Por: Jorge Madrigal Fritsch
Octubre / 2010
La conciencia de uno mismo consiste en la comprensión profunda de nuestras emociones, así como de las propias fortalezas, limitaciones, valores y motivaciones, según Daniel Goleman. Las personas que poseen una clara autoconsciencia son sinceras consigo mismas y sinceras también con los demás. Estas personas saben reírse de sus propias debilidades.
Los líderes conscientes de sí mismos conocen sus valores, objetivos y expectativas. Saben hacia dónde se dirigen y por qué, y también saben conectar con "lo que resulta más adecuado".
En este sentido, por ejemplo, la persona consciente de sí misma sabe declinar una oferta de trabajo económicamente tentadora que no encaja con sus principios u objetivos a largo plazo, mientras que la persona que carece de conciencia de sí misma, por el contrario, tiende a tomar decisiones que ponen en peligro sus valores y acrecientan sus problemas internos.

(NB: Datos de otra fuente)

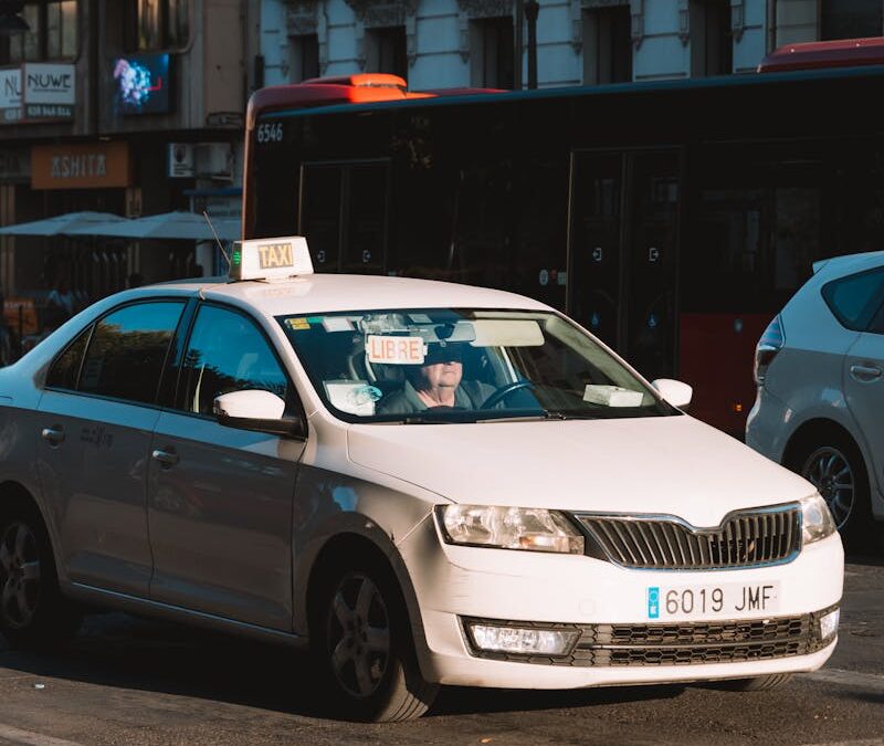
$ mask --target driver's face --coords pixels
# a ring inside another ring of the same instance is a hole
[[[423,388],[457,388],[463,378],[462,363],[434,363],[421,366],[421,376],[425,381]]]

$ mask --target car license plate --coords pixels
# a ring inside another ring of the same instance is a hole
[[[779,611],[780,584],[722,582],[715,586],[651,586],[648,619],[734,619]]]

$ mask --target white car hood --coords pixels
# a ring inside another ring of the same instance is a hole
[[[356,424],[354,463],[455,503],[677,515],[717,526],[738,508],[813,493],[803,479],[691,417]]]

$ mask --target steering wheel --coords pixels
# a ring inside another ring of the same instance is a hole
[[[524,378],[518,381],[513,381],[512,383],[506,383],[505,386],[501,386],[496,391],[494,391],[485,401],[482,402],[480,409],[493,409],[497,404],[499,404],[504,399],[506,399],[513,391],[518,391],[520,389],[533,389],[534,383],[529,380],[525,380]]]

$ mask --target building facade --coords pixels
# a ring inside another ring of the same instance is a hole
[[[246,0],[28,0],[0,38],[0,224],[74,211],[239,216]],[[3,237],[7,321],[198,272],[211,246]],[[203,266],[211,271],[211,265]]]
[[[884,32],[881,0],[539,6],[539,87],[749,73],[782,44]],[[514,87],[517,12],[516,0],[261,0],[263,82],[390,72],[412,90]]]

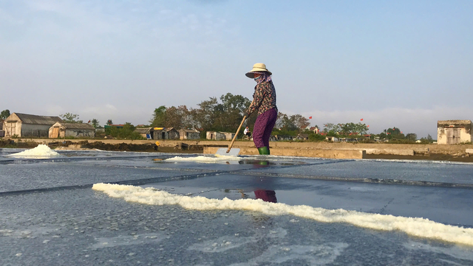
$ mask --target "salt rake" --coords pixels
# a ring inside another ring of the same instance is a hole
[[[240,123],[240,126],[239,126],[238,129],[236,130],[236,133],[235,133],[235,136],[233,137],[233,140],[232,140],[232,142],[230,143],[230,145],[228,146],[228,149],[220,148],[217,150],[217,152],[215,153],[216,155],[227,156],[238,156],[238,154],[240,153],[240,149],[238,149],[238,148],[232,149],[232,147],[233,147],[233,143],[234,143],[235,140],[236,140],[236,136],[238,135],[238,133],[240,132],[240,129],[241,129],[241,126],[243,126],[243,123],[245,122],[246,119],[246,115],[244,115],[243,117],[243,120],[241,120],[241,123]]]

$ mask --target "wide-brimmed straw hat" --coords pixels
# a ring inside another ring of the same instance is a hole
[[[246,76],[250,78],[255,78],[255,74],[253,72],[268,72],[270,76],[273,74],[273,73],[266,68],[266,65],[263,64],[262,63],[257,63],[256,64],[253,65],[253,69],[249,72],[246,73],[245,75],[246,75]]]

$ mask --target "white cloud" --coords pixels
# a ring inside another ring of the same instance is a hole
[[[284,113],[283,110],[281,110]],[[309,117],[312,125],[323,127],[325,123],[364,123],[369,125],[369,132],[379,133],[384,129],[396,127],[403,133],[415,133],[418,138],[430,134],[436,138],[437,121],[447,119],[472,119],[473,108],[435,106],[431,109],[389,108],[376,110],[319,110],[302,113]],[[361,122],[360,119],[363,119]]]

Al no entrar en conflicto con sus valores, las personas conscientes de sí mismas suelen hallarse más a gusto con su trabajo.
Tal vez el signo más claro de autoconciencia sea la tendencia a la reflexión y a la meditación. Es por ello que las personas conscientes de sí mismas suelen encontrar tiempo para reflexionar en silencio, lo cual les permite responder de un modo más ponderado y menos impulsivo.
Son muchos los líderes que enriquecen su vida laboral con alguna modalidad de auto-reflexión que se deriva de su vida espiritual, algo que abarca el amplio abanico que va desde la oración y la meditación, hasta formas de autoconocimiento más filosóficas.
Todos estos rasgos distintivos de los líderes conscientes de sí mismos les capacitan para actuar con la convicción y autenticidad que exige la resonancia.